Orange is Our New Obsession

OITNBSummer 2013: the season that those of us blessed with Netflix accounts compulsively binge-watched the women’s prison dramedy, “Orange is the New Black.” The series follows a WASPy Smithie named Piper Chapman (the fictional avatar of memoirist Piper Kerman) during her year in the Fed for a youthful indiscretion: acting as a drug mule for her ex-girlfriend. In each episode, viewers not only encounter the sexually flexible love triangles, beefs, and tribulations of the inmates, but also heartbreaking flashbacks that show how they ended up behind bars.

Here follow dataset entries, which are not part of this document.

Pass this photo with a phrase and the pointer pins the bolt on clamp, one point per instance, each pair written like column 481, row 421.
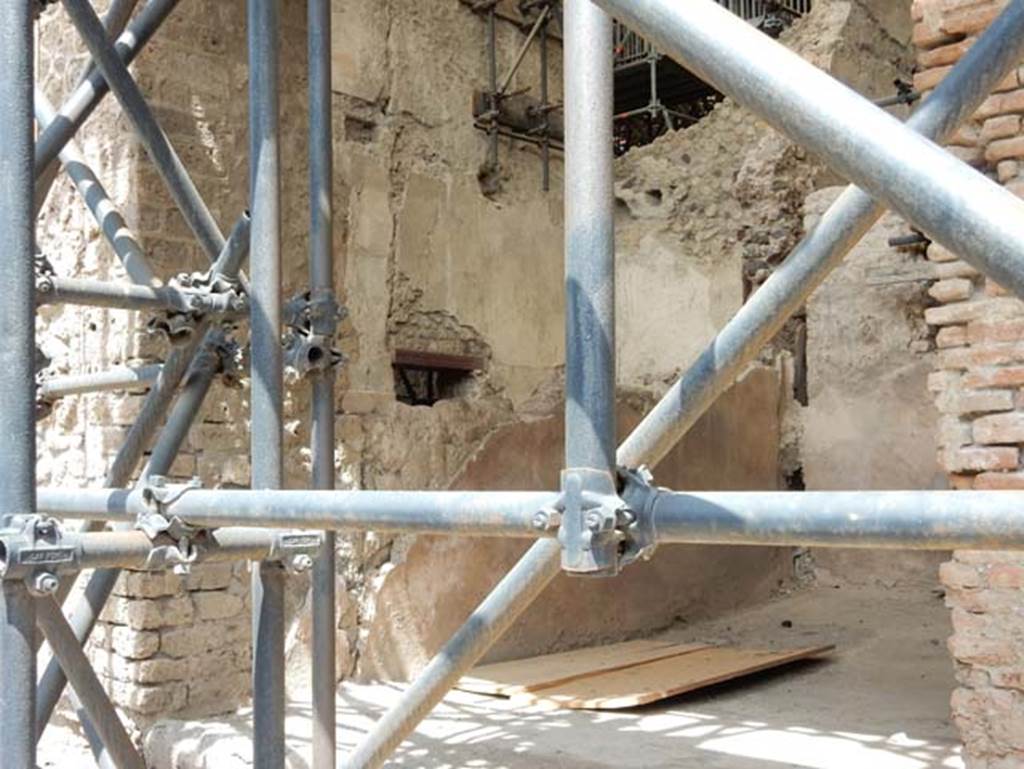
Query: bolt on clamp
column 296, row 550
column 174, row 541
column 207, row 292
column 601, row 529
column 36, row 550
column 311, row 319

My experience as a viewer was typically intense. I suffered acute insomnia from hours of overstimulation as my husband and I raced towards the final episode. I lay in bed pondering the characters’ fates (“They’re not real!” I reminded myself). I openly sobbed on my couch as the plotlines deepened, exploding the broader caricatures we had initially seen. One supposedly brash inmate, Taystee, returns to prison after struggling on the outside; another stoic inmate, Ms. Claudette, who had finally learned to hope for release, loses that hope. And the kicker: the unstable but observant Suzanne, who’s called “Crazy Eyes” by the other inmates, poignantly asks Piper to explain why they call her that–indicting the audience for laughing at her in earlier episodes.

After I finished watching the show, my obsessing continued. I followed the debate about the show’s accuracy, its race and gender politics, including its groundbreaking transgender character, Sophia, played by Laverne Cox, a transgender actress. Is it okay to use a morally ambiguous white protagonist as a “Trojan Horse” to illuminate the lives of women of color–as the show’s creator Jenji Kohan asserted she did on NPR’s Fresh Air? (Kohan, who’s Jewish, also noted in the interview, with some glee, that Piper Chapman is a “WASPy, cold shiksa.)

And as Roxane Gay asks, is the show’s glowing reception really earned, or are we so starved for decent content about diverse women, that any such show with reasonable smarts seems more revelatory than it actually is (I call this the “Juno Effect”)?